Dunn challenges those who claim that Paul's gospel message ignored the earthly mission of Jesus:
The good news about Jesus
must have included some narrative explaining who Jesus was and recounting
something at least of the character of what he had said and done during his
mission. The gospel which converted so many Gentiles could hardly have been
simply that an unidentified ‘X’ had died and been raised from the dead. On the
contrary, since new believers in Paul’s gospel were beginning to be called
‘Christians’ (Acts 11.26), baptised ‘in the name of Christ’ (1 Cor. 1.12–15),
that would inevitably have prompted them to ask more about this ‘Christ’, not
least so that they could give an answer to any questions as to why they had
changed their lives and now based them on this ‘Christ’.

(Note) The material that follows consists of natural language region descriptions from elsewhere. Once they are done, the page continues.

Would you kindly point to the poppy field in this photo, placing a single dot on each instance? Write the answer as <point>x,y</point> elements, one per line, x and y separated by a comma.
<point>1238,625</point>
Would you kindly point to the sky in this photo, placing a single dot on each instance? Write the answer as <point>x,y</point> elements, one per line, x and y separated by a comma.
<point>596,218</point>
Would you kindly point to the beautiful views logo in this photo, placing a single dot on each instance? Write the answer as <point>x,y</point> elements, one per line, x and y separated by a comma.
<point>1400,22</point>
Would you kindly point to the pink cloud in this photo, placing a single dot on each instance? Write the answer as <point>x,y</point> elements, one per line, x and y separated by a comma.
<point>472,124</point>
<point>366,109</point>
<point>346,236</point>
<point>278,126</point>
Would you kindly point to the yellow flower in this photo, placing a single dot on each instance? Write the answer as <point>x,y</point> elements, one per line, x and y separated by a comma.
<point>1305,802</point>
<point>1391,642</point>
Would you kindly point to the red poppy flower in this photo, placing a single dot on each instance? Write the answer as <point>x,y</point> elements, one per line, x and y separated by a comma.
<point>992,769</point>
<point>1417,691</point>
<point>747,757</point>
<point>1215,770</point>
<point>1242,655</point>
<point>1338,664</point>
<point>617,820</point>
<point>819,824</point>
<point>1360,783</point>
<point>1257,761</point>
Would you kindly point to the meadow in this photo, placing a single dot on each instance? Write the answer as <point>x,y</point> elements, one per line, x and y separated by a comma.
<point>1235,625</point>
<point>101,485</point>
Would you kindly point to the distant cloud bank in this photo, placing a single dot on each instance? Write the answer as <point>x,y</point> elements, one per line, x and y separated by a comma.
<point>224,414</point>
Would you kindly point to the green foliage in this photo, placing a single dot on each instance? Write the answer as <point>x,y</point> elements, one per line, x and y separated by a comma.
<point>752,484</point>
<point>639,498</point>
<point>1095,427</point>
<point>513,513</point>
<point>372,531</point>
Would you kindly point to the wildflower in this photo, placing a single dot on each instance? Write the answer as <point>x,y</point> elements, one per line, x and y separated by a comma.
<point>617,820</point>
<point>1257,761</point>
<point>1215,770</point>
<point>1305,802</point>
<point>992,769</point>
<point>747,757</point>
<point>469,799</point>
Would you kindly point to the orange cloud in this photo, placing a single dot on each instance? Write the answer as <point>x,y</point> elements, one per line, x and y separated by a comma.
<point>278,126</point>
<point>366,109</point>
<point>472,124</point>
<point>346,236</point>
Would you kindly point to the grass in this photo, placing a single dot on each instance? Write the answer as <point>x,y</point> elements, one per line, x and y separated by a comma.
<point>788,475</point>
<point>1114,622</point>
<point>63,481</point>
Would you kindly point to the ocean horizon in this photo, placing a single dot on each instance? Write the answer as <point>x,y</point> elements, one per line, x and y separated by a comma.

James D.G. Dunn, Jesus, Paul and the Gospels (Wm. B. Eerdmanns Pub. Co. 2011). Yes, an "unidentified 'X' " would not have turned the world upside down the way the risen Jesus did. Believers get to know him through a study of his words and deeds. I have blogged about Frank Sheed's comments on this subject:
To know Christ Jesus: If we do
know not him as he lived among us, acted and reacted and suffered among
us, we risk not knowing him at all. For we cannot see him at the right
hand of the Father as we can see him in Palestine .
And we shall end either in constructing our own Christ, image of our own needs
or dreams, or in having no Christ but a shadow and a name.
Frank J. Sheed, To Know Christ Jesus (Sheed and Ward, Inc. 1962) at page 11.